A central question in neuroscience is how neural activity is linked to complex behaviors. However, monitoring activity patterns in the mammalian brain has been particularly challenging because of its complexity and the limited availability of tools with high spatiotemporal precision. Recent developments in electrophysiological and imaging techniques such as multiunit recordings and genetically encoded calcium indicators have significantly improved our understanding of the circuit mechanisms underlying sensory perception and behavior. However, a critical need exists to develop new methods that can convert neural activity to an effector system that directly demonstrates a circuit-behavior relationship.
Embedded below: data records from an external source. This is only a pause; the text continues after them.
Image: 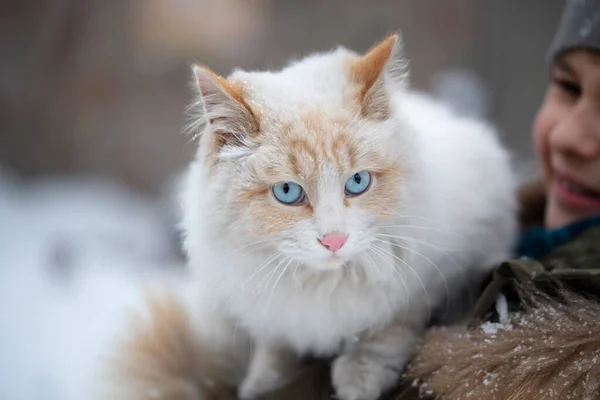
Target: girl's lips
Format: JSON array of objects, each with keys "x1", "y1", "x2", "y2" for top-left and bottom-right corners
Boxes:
[{"x1": 554, "y1": 176, "x2": 600, "y2": 212}]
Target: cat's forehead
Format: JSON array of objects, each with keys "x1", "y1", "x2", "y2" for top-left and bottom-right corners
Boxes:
[{"x1": 229, "y1": 50, "x2": 353, "y2": 119}]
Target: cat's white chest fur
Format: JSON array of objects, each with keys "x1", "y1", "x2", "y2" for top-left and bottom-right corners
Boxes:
[
  {"x1": 197, "y1": 248, "x2": 412, "y2": 355},
  {"x1": 182, "y1": 36, "x2": 516, "y2": 400}
]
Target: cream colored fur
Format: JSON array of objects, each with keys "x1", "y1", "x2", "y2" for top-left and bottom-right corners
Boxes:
[{"x1": 172, "y1": 36, "x2": 516, "y2": 400}]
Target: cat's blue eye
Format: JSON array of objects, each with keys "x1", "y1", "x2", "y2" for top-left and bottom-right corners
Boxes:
[
  {"x1": 344, "y1": 171, "x2": 371, "y2": 196},
  {"x1": 272, "y1": 182, "x2": 304, "y2": 206}
]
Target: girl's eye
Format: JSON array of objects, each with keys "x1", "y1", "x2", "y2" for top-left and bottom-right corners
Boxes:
[
  {"x1": 554, "y1": 78, "x2": 581, "y2": 97},
  {"x1": 344, "y1": 171, "x2": 371, "y2": 196},
  {"x1": 271, "y1": 182, "x2": 304, "y2": 206}
]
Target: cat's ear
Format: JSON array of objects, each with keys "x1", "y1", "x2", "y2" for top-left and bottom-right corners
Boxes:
[
  {"x1": 351, "y1": 34, "x2": 409, "y2": 119},
  {"x1": 192, "y1": 65, "x2": 258, "y2": 150}
]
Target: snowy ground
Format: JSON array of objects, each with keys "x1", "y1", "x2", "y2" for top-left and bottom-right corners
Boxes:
[{"x1": 0, "y1": 171, "x2": 188, "y2": 400}]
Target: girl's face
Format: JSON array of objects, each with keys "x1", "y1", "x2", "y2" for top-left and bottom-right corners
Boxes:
[{"x1": 534, "y1": 50, "x2": 600, "y2": 228}]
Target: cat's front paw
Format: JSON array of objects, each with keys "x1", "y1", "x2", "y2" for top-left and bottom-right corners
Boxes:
[{"x1": 332, "y1": 355, "x2": 399, "y2": 400}]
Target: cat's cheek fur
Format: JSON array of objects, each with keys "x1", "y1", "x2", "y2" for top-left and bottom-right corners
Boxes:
[{"x1": 177, "y1": 32, "x2": 516, "y2": 400}]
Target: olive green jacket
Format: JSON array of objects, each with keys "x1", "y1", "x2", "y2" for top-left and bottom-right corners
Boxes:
[{"x1": 270, "y1": 227, "x2": 600, "y2": 400}]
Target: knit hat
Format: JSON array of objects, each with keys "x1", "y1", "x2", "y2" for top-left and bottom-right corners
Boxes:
[{"x1": 547, "y1": 0, "x2": 600, "y2": 62}]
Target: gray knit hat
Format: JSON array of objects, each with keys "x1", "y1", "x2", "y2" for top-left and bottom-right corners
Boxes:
[{"x1": 546, "y1": 0, "x2": 600, "y2": 62}]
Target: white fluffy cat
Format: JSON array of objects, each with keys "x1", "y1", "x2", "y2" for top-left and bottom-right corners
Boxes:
[{"x1": 182, "y1": 35, "x2": 516, "y2": 400}]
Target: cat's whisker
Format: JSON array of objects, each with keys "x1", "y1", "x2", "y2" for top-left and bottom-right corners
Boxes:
[
  {"x1": 376, "y1": 233, "x2": 462, "y2": 254},
  {"x1": 267, "y1": 257, "x2": 294, "y2": 309},
  {"x1": 240, "y1": 252, "x2": 282, "y2": 290},
  {"x1": 232, "y1": 238, "x2": 277, "y2": 253},
  {"x1": 360, "y1": 251, "x2": 382, "y2": 282},
  {"x1": 292, "y1": 261, "x2": 302, "y2": 287},
  {"x1": 369, "y1": 245, "x2": 410, "y2": 323},
  {"x1": 255, "y1": 256, "x2": 290, "y2": 292},
  {"x1": 384, "y1": 211, "x2": 443, "y2": 228},
  {"x1": 375, "y1": 239, "x2": 450, "y2": 312},
  {"x1": 377, "y1": 224, "x2": 452, "y2": 234},
  {"x1": 372, "y1": 239, "x2": 431, "y2": 320}
]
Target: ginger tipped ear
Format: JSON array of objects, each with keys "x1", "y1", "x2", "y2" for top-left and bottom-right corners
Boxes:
[
  {"x1": 193, "y1": 65, "x2": 258, "y2": 150},
  {"x1": 351, "y1": 34, "x2": 408, "y2": 119}
]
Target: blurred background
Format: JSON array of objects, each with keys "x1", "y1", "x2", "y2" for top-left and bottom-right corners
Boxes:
[{"x1": 0, "y1": 0, "x2": 563, "y2": 400}]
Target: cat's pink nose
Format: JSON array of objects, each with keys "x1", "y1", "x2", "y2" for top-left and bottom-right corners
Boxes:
[{"x1": 319, "y1": 233, "x2": 348, "y2": 251}]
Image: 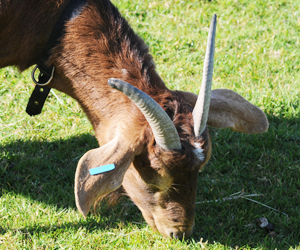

We recently developed a novel optogenetic technique that can translate neuronal activity to gene expression in vivo at a high spatiotemporal resolution. We have created a dual-control system named Calcium and Light-Induced Gene Handling Toolkit, “Cal-Light”, that allows gene expression to be initiated by calcium and light. Cal-Light directly links neuronal firing to gene expression, thereby allowing us to map out the activity profile of individual neurons in animals and test their causal relationship with specific behaviors. We also developed a novel light-gated method to label and manipulate specific neuronal populations activated by neuromodulators in a highly temporally precise manner. We created an inducible dual protein switch system that is turned on and off by not only a ligand but also light. We named this technique “iTango2”, a light-gated gene expression system that uses b-arrestin and a light-inducible split tobacco-etch-virus (TEV) protease.
I will present these novel optogenetic methods that label active neuronal ensemble and neuromodulation-sensitive populations and further discuss how we dissect brain circuits underlying cognitive behaviors using these techniques.